Reproducible · versioned · public

Methodology

How we measure which businesses AI assistants recommend, how we compute confidence, and where the limits are.

1. Sampling

For each (city, category) we run a fixed prompt set against four LLMs (Claude, ChatGPT, Gemini, Perplexity), N times per (prompt × model) to measure intra-model variance. Total scan slots = prompts × models × samples. The current active prompt sets are versioned below.

2. Intent buckets

Prompts are grouped into intent buckets (broad authority, specific need, process, style/approach, conversational). Aggregating within a bucket and exposing per-bucket counts preserves the signal that "best lawyer for X" and "most aggressive litigator" measure different things — averaging them would flatten useful information.

3. Citation extraction

Each LLM response is parsed by a small extractor (GPT-4o-mini) into a JSON array of business names. Names are normalized (suffixes like "LLP" / "PC" / "& Associates" stripped) and matched against a pre-harvested business database for the (city, category) via Levenshtein-distance fuzzy match. Mentions that don't match any harvested firm are tracked separately and used to drive Google Places reverse-lookup.

4. Ranking + confidence

Share = citation_count / n_slots. 95% CI uses the Wilson score interval (correct for binomial proportions at small N). Consensus score = (n_models_cited / 4) × log(citations + 1) — rewards both breadth across LLMs and depth within them. Rank order uses share, with consensus as the tiebreaker.

Tier classification:

🟢 Consensus — CI lower bound > 10%. Signal clearly above noise floor.
🟡 Mid-tier — share > 3% AND cited by ≥2 LLMs. Real signal, but CI spans the noise floor.
⚪ Below threshold — neither condition met. Published but flagged.

5. Immutable snapshots

Each scan run produces a snapshot. Snapshots are never updated or deleted — the leaderboard you're viewing is always the most recent. Rank trends are reconstructed from the snapshot history; methodology changes increment the version and snapshots from different versions are not directly comparable.

6. AI assistants tested

Claude — anthropic/claude-sonnet-4.6
ChatGPT — openai/gpt-4o
Gemini — google/gemini-2.5-pro
Perplexity — perplexity/sonar-pro

Each model receives each prompt independently — no memory, no system instructions, no conversation history. Each prompt is run N times to surface intra-model variance.

7. Active prompt sets

Each active prompt set is published as a versioned record (slug + version + bucket breakdown). Per-bucket prompt counts disclose the sampling design; verbatim prompt text is not published — it's the proprietary editorial calibration that distinguishes the Atlas from a generic GEO scraper.

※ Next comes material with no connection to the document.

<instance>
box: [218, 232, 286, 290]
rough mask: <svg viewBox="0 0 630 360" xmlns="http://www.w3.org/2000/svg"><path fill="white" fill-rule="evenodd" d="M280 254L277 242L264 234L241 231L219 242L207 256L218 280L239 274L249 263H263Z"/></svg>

divorce-attorneys v2.0 (5 buckets) divorce-attorneys · v2.0

Process

5 prompts

Specific Need

5 prompts

Conversational

5 prompts

Style Approach

5 prompts

Broad Authority

5 prompts

8. Archived methodology versions

divorce-attorneys · v1.0 — 10 prompts · created Jun 25, 2026

9. Corrections + takedowns

If your firm is misrepresented or you want to request removal, contact [email protected]. We do not alter rankings on request, but we will correct factual errors (wrong website, wrong name) within 48 hours.

10. Reproducibility

Every citation traces to a verbatim LLM response. Every snapshot points at a versioned prompt set and the source scan run IDs. Read-only JSON API at /api/leaderboards/{metro}/{industry}/{category}.json.